Como detective de homicidios, he visto cosas que preferiría olvidar. Pero nada me tocó tan de cerca como esto.
Todo empezó con una llamada. Era mi compañera Tere:
—Han encontrado un cuerpo en la estación.
Mientras salía de casa, me topé con un paquete en la puerta. No había pedido nada, pero figuraba a mi nombre. Lo metí en casa sin prestarle demasiada atención. Había cosas más urgentes.
La estación estaba vacía a esas horas, salvo por el cuerpo. Era una mujer de mediana edad, bien vestida, impecablemente maquillada, con el tipo de porte que delataba un alto poder adquisitivo. Pero su rostro… Su rostro era de puro terror, con dientes visibles y apretados y una mirada muerta, desorbitada y distante.
—Sin marcas de violencia —dijo Tere, rompiendo el silencio.
Cuando el impacto inicial pasó, algo llamó mi atención. Tenía un objeto entre los dedos de su mano derecha. Me puse los guantes, hice algunas fotos y lo tomé con cuidado: un reloj de pulsera de hombre. Analógico, sencillo, sin marca.

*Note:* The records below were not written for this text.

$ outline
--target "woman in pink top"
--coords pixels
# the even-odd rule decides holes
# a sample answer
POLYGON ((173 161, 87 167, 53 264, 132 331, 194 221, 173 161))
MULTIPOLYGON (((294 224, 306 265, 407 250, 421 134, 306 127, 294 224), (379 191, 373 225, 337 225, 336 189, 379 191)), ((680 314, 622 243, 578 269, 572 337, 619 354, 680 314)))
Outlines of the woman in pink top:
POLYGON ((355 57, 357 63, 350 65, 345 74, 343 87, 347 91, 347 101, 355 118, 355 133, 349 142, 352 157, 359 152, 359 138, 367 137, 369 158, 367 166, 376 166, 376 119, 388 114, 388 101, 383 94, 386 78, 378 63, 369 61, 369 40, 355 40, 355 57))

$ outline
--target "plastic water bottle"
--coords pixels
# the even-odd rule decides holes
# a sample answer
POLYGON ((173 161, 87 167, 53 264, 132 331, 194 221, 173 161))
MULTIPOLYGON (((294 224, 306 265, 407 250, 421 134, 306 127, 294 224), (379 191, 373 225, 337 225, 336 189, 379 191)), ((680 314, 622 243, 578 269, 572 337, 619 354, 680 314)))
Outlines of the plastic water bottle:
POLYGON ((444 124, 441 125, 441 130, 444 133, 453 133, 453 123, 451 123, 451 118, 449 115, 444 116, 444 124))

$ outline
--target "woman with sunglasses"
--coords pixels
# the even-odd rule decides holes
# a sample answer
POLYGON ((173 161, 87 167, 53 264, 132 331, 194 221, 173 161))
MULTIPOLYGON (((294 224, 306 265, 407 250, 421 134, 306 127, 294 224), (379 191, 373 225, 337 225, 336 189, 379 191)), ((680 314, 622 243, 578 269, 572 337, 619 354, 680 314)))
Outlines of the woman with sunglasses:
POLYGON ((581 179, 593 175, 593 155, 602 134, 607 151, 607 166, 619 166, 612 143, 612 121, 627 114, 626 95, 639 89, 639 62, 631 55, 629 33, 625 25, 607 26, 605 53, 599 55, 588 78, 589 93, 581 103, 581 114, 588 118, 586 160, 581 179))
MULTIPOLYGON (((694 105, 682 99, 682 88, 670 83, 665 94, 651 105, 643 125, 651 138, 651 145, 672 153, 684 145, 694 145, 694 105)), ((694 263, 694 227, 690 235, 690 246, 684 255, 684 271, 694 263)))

Detenido a las 11:47.
—¿Hora estimada de la muerte? —pregunté.
—Entre las once y la una —respondió el forense.
Anoté la coincidencia. Quizá había peleado con su agresor, quizá el reloj se había roto en el forcejeo. Lo archivé como una pista más.
A la mañana siguiente, otra llamada de Tere.
—Otro cuerpo. Esta vez en el parque central.
Allí estaba él: un hombre robusto, de unos cincuenta años. Mismo rostro congelado de terror, misma posición. De nuevo, una correa de cuero sobresalía de una de sus manos. Encontré un reloj idéntico. Exactamente el mismo modelo, parado a la misma hora. A las 11:47.
No podía ser una coincidencia. Sencillamente era imposible. Quizá era el patrón retorcido de un asesino en serie.
Volví a casa tarde, sin respuestas y con el cerebro hecho trizas. Me preparé un café bien cargado, sin azúcar, y me hundí en el sofá tras encender la televisión. El paquete que había encontrado dos días antes seguía en la mesita. Por pura inercia, lo tomé y lo abrí.
Cuando vi el contenido, se me encogieron todos los órganos. Dentro había un reloj. Idéntico a los otros dos. Pero este funcionaba. Las agujas avanzaban con un ritmo pesado, hipnótico.
Sentí que el tiempo se tensaba como la cuerda de un arco.
Me quedé mirándolo, sin aliento.
El segundero se acercaba a las 11:47.
Algo había cambiado en la casa. La televisión se apagó. Se hizo el silencio.
El aire era más denso, como si una presencia la hubiera colmado.
Algo venía a por mí.
A las 11:47 lancé mi última mirada. El negro del televisor apagado me devolvía la imagen de mi rostro. Un rostro arrasado por un terror que me paró el corazón.